Die Globalisierung der Weltwirtschaft wird vor allem durch das Internet getrieben, es ermöglicht Kommunikation über Raum und Zeit hinweg. International agierende Unternehmen haben die Aufgabe, weltweit ein konsistentes Image aufzubauen und die Beziehungen des Unternehmens zu Stakeholdern in allen wesentlichen Zielmärkten zu stärken. Doch die Bezugsgruppen haben sich gewandelt: Wo einst homogen-nationale Gruppen die Kommunikationsarena füllten, sehen sich Unternehmen im digitalen Zeitalter einer heterogen-globalen Vielfalt gegenüber. Das gilt nicht nur für die Staatsangehörigkeit, sondern auch für die kulturelle Prägung, die für Kommunikation von besonderer Bedeutung ist.

Der Grund dafür liegt nahe: Kommunikation ist kulturgebunden. Wir alle kennen Beispiele in der zwischenmenschlichen Kommunikation, bei denen je nach Landeskultur Gesten und Worte unterschiedlich gedeutet werden. Während in Deutschland eine Zurechtweisung durch den Vorgesetzten vor Kollegen als unangenehm, aber hinnehmbar, empfunden wird, ist in China mit diesem Verhalten eine starke Kränkung verbunden – der Verlust des Gesichts. Doch wodurch wird diese unterschiedliche Interpretation hervorgerufen? Die in allen Individuen einer Kultur verankerten Werte sind hierfür verantwortlich, denn sie prägen das Denken, Wahrnehmen und letztlich auch das Handeln. In diesem Sinne entscheidet die kulturelle Prägung auch maßgeblich darüber, wie Menschen kommunizieren.

 

Was für die interpersonale Kommunikation über Kulturen hinweg gilt, ist auch für die internationale Unternehmenskommunikation plausibel: Da Menschen mit einer bestimmten kulturellen Prägung für die Wirtschaftskommunikation international agierender Firmen verantwortlich sind, ist anzunehmen, dass diese Kulturspezifika auch in ihre Arbeit und somit in die Kommunikationsmaßnahmen einfließen. 7.506 Tweets von 28 Unternehmen aus zehn Ländern (Australien, Brasilien, Deutschland, England, Frankreich, Hong-Kong, Japan, Singapur, Südafrika, USA) wurden in einer Pilotstudie untersucht, um dieser These auf den Grund zu gehen. Operationalisiert wurde Kultur dafür mittels der fünf Kulturdimensionen Geert Hofstedes (siehe unten).

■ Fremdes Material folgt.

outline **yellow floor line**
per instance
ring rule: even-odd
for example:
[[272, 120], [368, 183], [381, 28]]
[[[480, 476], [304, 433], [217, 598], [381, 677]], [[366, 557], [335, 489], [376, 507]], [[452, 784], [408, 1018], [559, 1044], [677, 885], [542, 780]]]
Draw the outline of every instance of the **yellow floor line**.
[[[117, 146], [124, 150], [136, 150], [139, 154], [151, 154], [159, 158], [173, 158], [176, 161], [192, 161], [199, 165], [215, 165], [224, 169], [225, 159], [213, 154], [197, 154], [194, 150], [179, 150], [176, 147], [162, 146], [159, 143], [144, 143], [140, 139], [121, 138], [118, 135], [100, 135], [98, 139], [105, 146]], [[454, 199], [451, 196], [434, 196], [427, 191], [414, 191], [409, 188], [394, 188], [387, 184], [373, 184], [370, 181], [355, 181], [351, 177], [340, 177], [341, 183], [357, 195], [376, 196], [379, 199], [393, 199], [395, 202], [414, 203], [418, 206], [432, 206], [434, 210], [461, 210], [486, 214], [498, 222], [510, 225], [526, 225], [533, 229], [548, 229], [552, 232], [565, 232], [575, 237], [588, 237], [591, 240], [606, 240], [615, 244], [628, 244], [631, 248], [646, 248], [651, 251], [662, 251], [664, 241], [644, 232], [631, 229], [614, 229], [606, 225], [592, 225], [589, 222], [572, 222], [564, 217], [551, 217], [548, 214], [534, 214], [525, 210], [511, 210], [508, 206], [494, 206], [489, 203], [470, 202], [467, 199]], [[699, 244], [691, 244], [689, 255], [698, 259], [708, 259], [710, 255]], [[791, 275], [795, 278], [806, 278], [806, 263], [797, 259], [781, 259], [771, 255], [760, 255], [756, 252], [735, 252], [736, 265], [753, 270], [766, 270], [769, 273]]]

Das Ergebnis: In vier von fünf Kulturdimensionen wiesen die untersuchten Tweets die Prägung der Heimatkultur ihres Absenders auf. Lediglich für die Dimension Machtdistanz konnte kein Beleg gefunden werden. Für die Dimension Individualismus versus Kollektivismus sowie Unsicherheitsvermeidung zeigen die nachfolgenden Beispiele die Unterschiede in Form und Inhalte der Tweets.

 

Individualismus versus Kollektivismus

In Tweets aus individualistischen Kulturen wie Amerika oder Australien spiegelt sich deutlich wider, dass das Selbstverständnis einer Person durch die eigene Identität und nicht durch äußere Einflüsse bestimmt wird – Individuen stehen klar im Fokus.

  • Your #Walmart is a remarkable company, and it`s because of every one of you. – Holley#WMTshares (Walt-Mart Stores)

  • Noble Laureate Dr. Heinrich Rohrer, IBM Fellow who opened the door to nanotechnology, dies at 79. (IBM)

  • Spark and ambition helped Wattrix Electrical founder, Adam Farrugia, wire his #business for success. (Commonwealth Bank)

  • Multiple job vacancies for talented individuals across Westpac in the ACT. (Westpac Banking)

  • From Navy pilot to GE financial analyst, watch the in-spiring story of Melissa Fay […](General Electric)

  • Passion inspires a Sydney-based cookie lover to become an #entrepreneur […] (Commonwealth Bank)

 

Demgegenüber scheint in Tweets aus kollektivistischen Kulturen wie Singapur oder Brasilien die soziale Gruppe zentraler Dreh- und Angelpunkt zu sein – Themen wie Familie, Nachbarschaft oder andere zwischenmenschliche Beziehungen stehen im Vordergrund. Und das nicht nur auf privater Ebene. Auch im Unternehmenskontext soll wirtschaftlicher Erfolg nicht von Alleingängen, sondern vielmehr von Allianzen und Partnerschaften abhängen.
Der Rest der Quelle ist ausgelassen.